Uma nova geração no porto
Entre os novos profissionais está Luis Henrique Gomes Souza, de 19 anos, que recebeu o diploma das mãos do avô, Antonio Gomes Y Gomes Filho, estivador e trabalhador portuário avulso desde 1979.
A história representa também a continuidade de uma trajetória familiar ligada ao trabalho portuário. Segundo relato divulgado na reportagem de A Tribuna, Luis foi criado pelo avô e vê o ingresso na atividade como uma oportunidade de dar sequência à história da família no Porto de Santos.
A entrada de novos trabalhadores ocorre em um momento de transformação da atividade portuária, marcado pelo aumento da movimentação de cargas, modernização dos terminais e necessidade de qualificação contínua dos profissionais que atuam nas diferentes etapas da cadeia operacional.
Capatazia
Na estrutura do trabalho portuário, a capatazia está relacionada às atividades realizadas em terra, incluindo operações de movimentação de mercadorias dentro da área portuária.

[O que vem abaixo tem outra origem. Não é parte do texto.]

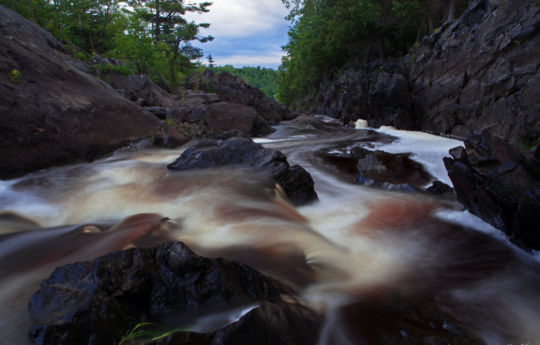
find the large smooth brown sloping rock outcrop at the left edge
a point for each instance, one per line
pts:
(53, 113)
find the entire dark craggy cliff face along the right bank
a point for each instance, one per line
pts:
(478, 72)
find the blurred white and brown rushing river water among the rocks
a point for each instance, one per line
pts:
(353, 248)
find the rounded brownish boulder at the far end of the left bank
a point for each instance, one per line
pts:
(224, 116)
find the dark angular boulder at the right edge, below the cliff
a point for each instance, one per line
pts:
(495, 182)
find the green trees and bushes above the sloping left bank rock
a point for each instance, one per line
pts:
(151, 36)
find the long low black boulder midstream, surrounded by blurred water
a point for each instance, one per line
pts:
(245, 154)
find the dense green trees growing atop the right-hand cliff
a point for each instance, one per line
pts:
(325, 34)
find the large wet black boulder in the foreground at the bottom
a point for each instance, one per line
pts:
(100, 301)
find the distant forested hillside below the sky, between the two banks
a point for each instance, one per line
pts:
(264, 79)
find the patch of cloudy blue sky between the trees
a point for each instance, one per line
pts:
(246, 32)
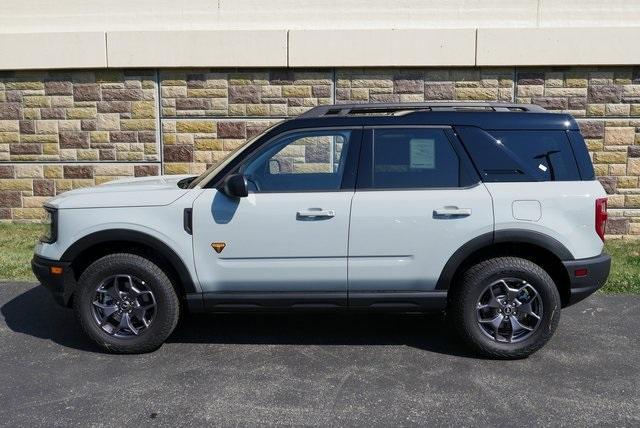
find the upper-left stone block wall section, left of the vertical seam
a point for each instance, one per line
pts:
(78, 116)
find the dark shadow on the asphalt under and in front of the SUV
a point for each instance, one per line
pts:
(35, 313)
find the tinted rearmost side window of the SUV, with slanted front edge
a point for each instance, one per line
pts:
(548, 153)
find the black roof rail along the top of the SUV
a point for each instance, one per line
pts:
(404, 108)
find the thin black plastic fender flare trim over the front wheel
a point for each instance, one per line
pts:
(136, 237)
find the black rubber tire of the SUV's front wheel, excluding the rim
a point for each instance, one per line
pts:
(127, 264)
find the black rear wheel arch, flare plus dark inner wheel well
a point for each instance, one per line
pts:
(536, 247)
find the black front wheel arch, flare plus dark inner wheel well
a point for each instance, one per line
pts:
(95, 245)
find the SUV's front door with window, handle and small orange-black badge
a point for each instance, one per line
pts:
(290, 234)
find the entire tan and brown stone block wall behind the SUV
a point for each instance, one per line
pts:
(65, 129)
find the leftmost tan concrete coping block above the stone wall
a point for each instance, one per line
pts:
(20, 51)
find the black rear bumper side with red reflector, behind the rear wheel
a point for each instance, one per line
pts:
(586, 276)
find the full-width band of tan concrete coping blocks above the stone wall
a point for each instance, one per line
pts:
(322, 48)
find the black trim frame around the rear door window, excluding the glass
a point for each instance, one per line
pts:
(456, 145)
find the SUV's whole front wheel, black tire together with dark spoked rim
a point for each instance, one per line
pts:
(140, 291)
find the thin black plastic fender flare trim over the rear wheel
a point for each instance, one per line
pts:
(513, 236)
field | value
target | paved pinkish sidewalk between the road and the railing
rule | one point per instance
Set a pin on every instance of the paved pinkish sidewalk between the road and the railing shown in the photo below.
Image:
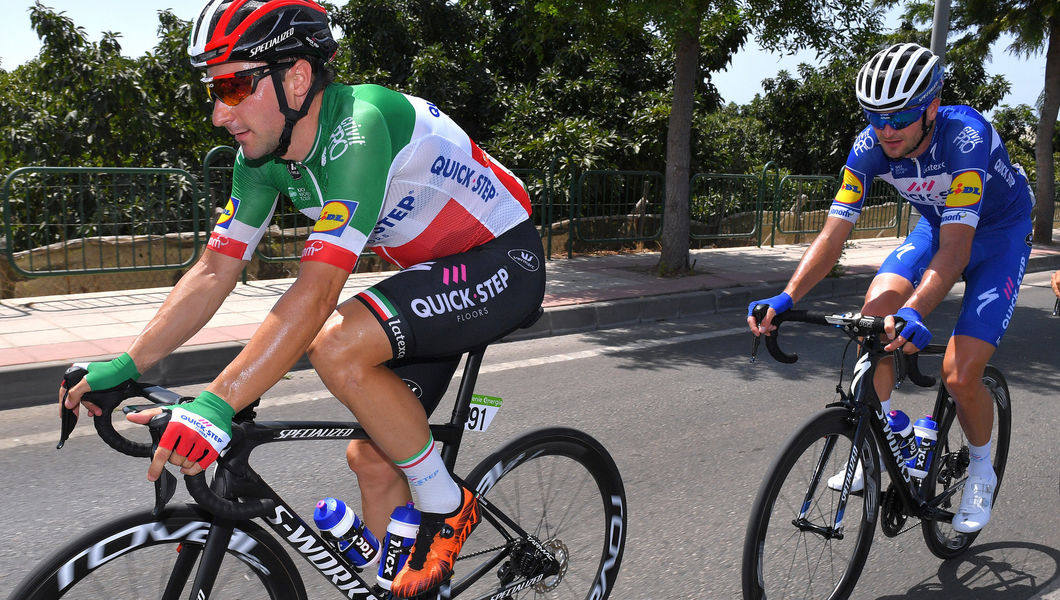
(40, 338)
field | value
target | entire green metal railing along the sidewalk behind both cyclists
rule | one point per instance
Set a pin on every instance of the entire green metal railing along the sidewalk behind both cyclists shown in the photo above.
(68, 221)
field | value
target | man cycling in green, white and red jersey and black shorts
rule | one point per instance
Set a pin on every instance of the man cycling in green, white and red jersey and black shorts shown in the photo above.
(375, 169)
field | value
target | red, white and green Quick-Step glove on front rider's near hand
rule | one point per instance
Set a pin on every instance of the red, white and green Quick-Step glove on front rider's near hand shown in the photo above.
(200, 430)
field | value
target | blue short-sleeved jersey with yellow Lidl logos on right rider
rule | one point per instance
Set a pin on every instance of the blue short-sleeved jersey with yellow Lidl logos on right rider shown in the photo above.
(965, 177)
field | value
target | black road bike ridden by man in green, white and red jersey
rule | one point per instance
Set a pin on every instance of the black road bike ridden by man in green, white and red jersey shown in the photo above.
(553, 503)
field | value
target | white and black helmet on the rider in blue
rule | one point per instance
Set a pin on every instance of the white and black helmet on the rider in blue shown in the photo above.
(902, 77)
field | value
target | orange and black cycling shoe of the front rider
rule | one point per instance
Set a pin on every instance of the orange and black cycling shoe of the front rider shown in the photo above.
(436, 549)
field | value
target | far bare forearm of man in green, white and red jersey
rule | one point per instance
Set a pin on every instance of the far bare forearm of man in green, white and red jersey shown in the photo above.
(186, 311)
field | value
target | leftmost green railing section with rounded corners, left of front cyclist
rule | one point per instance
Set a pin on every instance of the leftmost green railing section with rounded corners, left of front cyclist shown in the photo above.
(62, 221)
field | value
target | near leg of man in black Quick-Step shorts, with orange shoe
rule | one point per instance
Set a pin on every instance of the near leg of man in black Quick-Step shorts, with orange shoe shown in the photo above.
(438, 309)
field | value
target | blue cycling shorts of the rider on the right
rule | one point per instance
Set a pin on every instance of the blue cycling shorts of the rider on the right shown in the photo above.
(993, 278)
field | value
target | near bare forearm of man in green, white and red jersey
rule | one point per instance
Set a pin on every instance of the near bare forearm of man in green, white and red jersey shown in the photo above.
(284, 338)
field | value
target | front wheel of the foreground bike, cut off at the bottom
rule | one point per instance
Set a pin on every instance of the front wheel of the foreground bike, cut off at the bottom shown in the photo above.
(133, 558)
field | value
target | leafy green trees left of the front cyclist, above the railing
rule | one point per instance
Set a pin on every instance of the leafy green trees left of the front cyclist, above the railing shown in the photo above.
(83, 104)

Os novos profissionais passam, portanto, a integrar a força de trabalho que participa diretamente da operação terrestre do Porto de Santos, elo fundamental entre os navios, terminais, armazéns e demais etapas da cadeia logística.
A diplomação reforça ainda a importância da formação profissional e da renovação das equipes para acompanhar a evolução da infraestrutura e da movimentação de cargas no maior complexo portuário brasileiro.